I no longer worry too much about it as it seems kind of like a routine that for some period of time vision in one eye or the other (usually my left eye) is altered significantly. I suffer headaches behind the eyes, it’s easy to get eye strain and my night vision is compromised. Then it clears up. My GP had such dramatic changes in her vision when she was sick that she had about 3 different contact lens prescriptions which she changed depending on how she was feeling.
Me too! When I had this disease get serious, I has to wear sunglasses inside. Finally, fearing iritis a very dangerous related condition, I went to a ophthalmologist to check for inflammation with a slit test. The pain subsides with prednisone, so certainly, in my case, was inflammation. The bad news, with very little prednisone, in the first year of Psa diagnosis, I have cortisone caused cataracts. We have a Eye institute here. If it’s serious I think you want to know right away. I was lucky, they say.
Hi and thanks for the responses. I spent the morning yesterday at the hospital and ophthalmologists.
The provisional diagnosis is shingles in my eye.

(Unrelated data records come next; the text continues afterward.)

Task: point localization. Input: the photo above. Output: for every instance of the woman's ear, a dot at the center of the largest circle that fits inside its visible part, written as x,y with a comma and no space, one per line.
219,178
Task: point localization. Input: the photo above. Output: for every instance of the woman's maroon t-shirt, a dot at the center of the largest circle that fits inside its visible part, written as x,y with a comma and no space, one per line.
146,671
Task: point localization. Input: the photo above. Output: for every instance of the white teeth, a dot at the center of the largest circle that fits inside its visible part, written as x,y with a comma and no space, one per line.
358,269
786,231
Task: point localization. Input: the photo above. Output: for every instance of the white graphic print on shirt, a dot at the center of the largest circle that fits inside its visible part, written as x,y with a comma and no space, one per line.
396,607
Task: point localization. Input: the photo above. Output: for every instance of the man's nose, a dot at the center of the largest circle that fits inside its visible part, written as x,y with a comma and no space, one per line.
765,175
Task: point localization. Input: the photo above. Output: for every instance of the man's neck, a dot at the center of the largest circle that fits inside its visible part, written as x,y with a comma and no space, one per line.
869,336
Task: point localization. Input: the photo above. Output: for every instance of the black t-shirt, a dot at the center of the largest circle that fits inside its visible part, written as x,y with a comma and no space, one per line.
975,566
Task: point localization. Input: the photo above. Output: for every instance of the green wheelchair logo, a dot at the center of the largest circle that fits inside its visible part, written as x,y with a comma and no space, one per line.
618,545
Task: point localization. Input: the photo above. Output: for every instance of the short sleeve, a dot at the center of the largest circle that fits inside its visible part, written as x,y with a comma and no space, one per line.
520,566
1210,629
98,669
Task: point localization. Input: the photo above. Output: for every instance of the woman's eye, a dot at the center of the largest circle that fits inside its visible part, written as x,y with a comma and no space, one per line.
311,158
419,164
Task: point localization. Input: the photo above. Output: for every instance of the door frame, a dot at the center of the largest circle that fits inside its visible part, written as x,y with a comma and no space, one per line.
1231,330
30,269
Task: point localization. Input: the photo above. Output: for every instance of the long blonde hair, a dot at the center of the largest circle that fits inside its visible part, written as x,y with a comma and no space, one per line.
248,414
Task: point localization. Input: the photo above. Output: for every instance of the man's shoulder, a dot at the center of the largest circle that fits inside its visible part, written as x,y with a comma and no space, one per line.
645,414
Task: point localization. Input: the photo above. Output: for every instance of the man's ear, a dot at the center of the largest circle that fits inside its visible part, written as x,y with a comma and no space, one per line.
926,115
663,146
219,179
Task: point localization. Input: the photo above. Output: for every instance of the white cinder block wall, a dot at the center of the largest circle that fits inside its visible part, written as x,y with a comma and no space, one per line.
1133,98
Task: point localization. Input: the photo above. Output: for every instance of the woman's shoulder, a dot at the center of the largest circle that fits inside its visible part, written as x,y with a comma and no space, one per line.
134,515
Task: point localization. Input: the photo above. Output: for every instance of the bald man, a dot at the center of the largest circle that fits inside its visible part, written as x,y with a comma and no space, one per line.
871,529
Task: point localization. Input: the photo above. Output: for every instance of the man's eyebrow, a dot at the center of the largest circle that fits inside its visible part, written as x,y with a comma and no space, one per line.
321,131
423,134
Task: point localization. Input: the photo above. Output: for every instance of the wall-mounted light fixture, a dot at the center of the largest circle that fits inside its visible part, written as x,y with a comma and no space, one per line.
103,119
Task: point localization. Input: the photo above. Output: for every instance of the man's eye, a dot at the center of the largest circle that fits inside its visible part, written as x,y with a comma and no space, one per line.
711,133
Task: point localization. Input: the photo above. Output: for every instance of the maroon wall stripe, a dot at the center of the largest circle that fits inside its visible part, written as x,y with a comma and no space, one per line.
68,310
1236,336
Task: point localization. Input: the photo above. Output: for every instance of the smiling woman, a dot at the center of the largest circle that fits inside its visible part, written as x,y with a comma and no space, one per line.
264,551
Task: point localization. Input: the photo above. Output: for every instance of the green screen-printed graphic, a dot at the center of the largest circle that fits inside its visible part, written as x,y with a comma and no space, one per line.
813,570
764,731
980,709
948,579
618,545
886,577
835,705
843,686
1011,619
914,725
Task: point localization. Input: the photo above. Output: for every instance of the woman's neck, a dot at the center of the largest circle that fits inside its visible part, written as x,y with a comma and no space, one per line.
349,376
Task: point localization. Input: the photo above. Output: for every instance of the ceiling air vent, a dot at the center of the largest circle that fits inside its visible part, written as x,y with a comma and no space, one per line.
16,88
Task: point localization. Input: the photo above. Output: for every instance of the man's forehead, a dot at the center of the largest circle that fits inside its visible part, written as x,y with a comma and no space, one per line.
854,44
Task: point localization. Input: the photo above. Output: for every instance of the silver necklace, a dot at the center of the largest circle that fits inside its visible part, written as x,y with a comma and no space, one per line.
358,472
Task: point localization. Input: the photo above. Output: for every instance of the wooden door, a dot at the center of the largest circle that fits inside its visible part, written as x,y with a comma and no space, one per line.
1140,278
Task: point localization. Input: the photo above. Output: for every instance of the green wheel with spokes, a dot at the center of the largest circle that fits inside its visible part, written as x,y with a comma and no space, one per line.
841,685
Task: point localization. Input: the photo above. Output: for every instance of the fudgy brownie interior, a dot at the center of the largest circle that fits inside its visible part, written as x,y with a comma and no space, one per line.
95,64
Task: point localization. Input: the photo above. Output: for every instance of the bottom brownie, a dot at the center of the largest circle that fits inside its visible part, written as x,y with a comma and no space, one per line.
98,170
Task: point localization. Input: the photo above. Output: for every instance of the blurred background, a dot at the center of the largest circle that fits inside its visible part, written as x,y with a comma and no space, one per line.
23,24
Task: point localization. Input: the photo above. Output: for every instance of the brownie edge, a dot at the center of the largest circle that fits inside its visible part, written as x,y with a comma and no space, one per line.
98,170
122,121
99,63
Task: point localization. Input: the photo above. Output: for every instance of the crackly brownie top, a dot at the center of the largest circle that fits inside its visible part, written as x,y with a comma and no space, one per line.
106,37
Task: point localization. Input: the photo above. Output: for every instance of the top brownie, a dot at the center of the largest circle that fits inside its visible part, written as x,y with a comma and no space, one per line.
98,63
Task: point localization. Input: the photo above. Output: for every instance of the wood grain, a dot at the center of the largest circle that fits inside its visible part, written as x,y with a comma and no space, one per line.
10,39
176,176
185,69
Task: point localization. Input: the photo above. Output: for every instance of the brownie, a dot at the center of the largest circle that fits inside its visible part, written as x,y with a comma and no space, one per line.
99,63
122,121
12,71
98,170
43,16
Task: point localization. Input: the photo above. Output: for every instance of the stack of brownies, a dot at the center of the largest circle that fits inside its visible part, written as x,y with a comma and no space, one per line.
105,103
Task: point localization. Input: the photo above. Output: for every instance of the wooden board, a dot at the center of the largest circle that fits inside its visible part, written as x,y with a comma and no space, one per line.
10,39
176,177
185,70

It has a fancy medical name but thats essentially what it is.
I have had shingles before on my arm.
They have taken a swab (ouch!) to test but I’m only on chlorsig ointment - I am concerned after googling I should be on antivirals? anyway have to go back next week and if no improvement or worsening then sooner.
They also said there was a lot of inflammation which could be the auto immune? but if they give me steroids if its a virus that will make the virus go crazy. He suggested virus might have got hold due to being immune suppressed.
So its wait and see at this stage. It’s quite painful around and the eye itself hurts, and in the socket, like its been bruised and very red and swollen and teary, but not infectious. My vision is ok.
Scary indeed, Koala! Shingles in your eyes … I’m cringing at the thought. I’m so glad that you saw an ophthalmologist and that you will continue to be monitored.
Get well soon and keep in touch.
OMG, Koala, that is scary…I never heard of shingles in the eye but my aunt had it in her face. I had always thought it was only on the torso. Thank God there’s a shingles vaccine, unfortunately, I didn’t have it before I went on Enbrel and you can’t get the vaccine while you’re on a biologic.
I hope your eye recovers soon!
Hi everyone,
The swab was negative for virus
So now I’ve been diagnosed with uveitis. Still st the hospital. Very very painful last night and today I could have chopped my head off.
Steroid drops hourly. The doctors suggested that my PsA is not under control for this to happen so maybe I can get my biologics now?
Update from me; I’ve been hospitalised with what they think is posterior uveitis. They’ve put me on 60 mg oral pred.
Injection into eye in morning and some other tests to make sure it’s AI and not infection. They not 100 % sure what’s going on. It’s come on very quickly as prior to this was only anterior.